Qubole incident

Accessiblity and performance issue on api.qubole.com

Major Resolved View vendor source →

Qubole experienced a major incident on June 21, 2021 affecting Site Availability and QDS API and 1 more component, lasting 23h 46m. The incident has been resolved; the full update timeline is below.

Started
Jun 21, 2021, 07:10 PM UTC
Resolved
Jun 22, 2021, 06:57 PM UTC
Duration
23h 46m
Detected by Pingoru
Jun 21, 2021, 07:10 PM UTC

Affected components

Site AvailabilityQDS APICommand ProcessingQubole SchedulerCluster OperationsNotebooks

Update timeline

  1. investigating Jun 21, 2021, 07:10 PM UTC

    Api.qubole.com is currently seeing some degraded performance, and is returning errors during access. At this time failures appear to be partial and intermittent, but Devops is investigating.

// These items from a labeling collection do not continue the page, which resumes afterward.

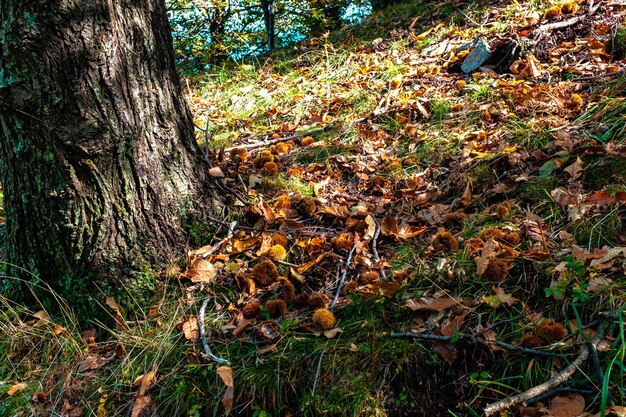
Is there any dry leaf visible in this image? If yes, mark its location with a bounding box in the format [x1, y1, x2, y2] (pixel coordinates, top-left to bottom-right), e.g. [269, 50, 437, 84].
[185, 258, 217, 284]
[495, 287, 518, 306]
[548, 394, 585, 417]
[216, 366, 235, 415]
[7, 382, 28, 397]
[563, 157, 584, 181]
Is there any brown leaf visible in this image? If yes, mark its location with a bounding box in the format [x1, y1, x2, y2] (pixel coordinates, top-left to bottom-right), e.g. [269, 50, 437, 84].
[78, 352, 115, 372]
[548, 394, 585, 417]
[185, 258, 217, 284]
[572, 246, 607, 261]
[105, 297, 128, 330]
[495, 287, 518, 306]
[474, 238, 499, 276]
[363, 215, 376, 242]
[216, 366, 235, 415]
[359, 282, 402, 298]
[380, 215, 428, 240]
[585, 191, 613, 206]
[130, 395, 152, 417]
[550, 188, 581, 206]
[182, 317, 200, 343]
[7, 382, 28, 397]
[590, 247, 626, 269]
[317, 204, 350, 219]
[405, 297, 460, 312]
[563, 157, 585, 181]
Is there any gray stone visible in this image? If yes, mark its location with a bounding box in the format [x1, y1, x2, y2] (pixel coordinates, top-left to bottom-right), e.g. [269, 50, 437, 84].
[461, 38, 491, 74]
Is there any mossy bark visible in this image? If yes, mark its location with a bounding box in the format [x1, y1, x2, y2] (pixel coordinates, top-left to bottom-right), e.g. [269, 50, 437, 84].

  2. identified Jun 21, 2021, 11:05 PM UTC

    Devops was able to identify an issue with the EKS Cluster, and they could see the qds api are failing from the logs. Currently the team is still troubleshooting and as next step are working on restarting the pods associated with EKS cluster.

  3. identified Jun 22, 2021, 03:02 AM UTC

    Devops has identified issue with the production-rstore due to table space issue, and has reached out to AWS support to resolve the issue. Currently Ddevops is moving out the old table to get some space, as Increasing the file system is a complex process at this stage.

  4. identified Jun 22, 2021, 07:04 AM UTC

    Devops team is continuing their effort in moving out the DB table dump from one of the impacted tables. Once the data dump is completed, Devops will be able to free up some space which will help in resolving the issue.

  5. identified Jun 22, 2021, 11:00 AM UTC

    Devops is still continuing to troubleshoot issues with databases. Currently the production rstore read replica DB is erroring out, due to which there are various issues being encountered. Devops is actively working on these issues and are looking forward to a resolution at the earliest.

  6. identified Jun 22, 2021, 03:00 PM UTC

    The RDS DB seems to have hit the maximum limit of DB size for instances. As per recommendation from AWS, DevOps team are upgrading the instances, and are currently generating a backup of older instances, so that they can restore that backup on a newer instance with higher configuration.

  7. resolved Jun 22, 2021, 06:57 PM UTC

    Devops has confirmed that they are no longer seeing the errors on the DB. Currently the application is able to connect to DB and api.qubole.com is up and working fine. Currently Query hist, Cluster start, stop and Read only replica of Primary DB are up and running.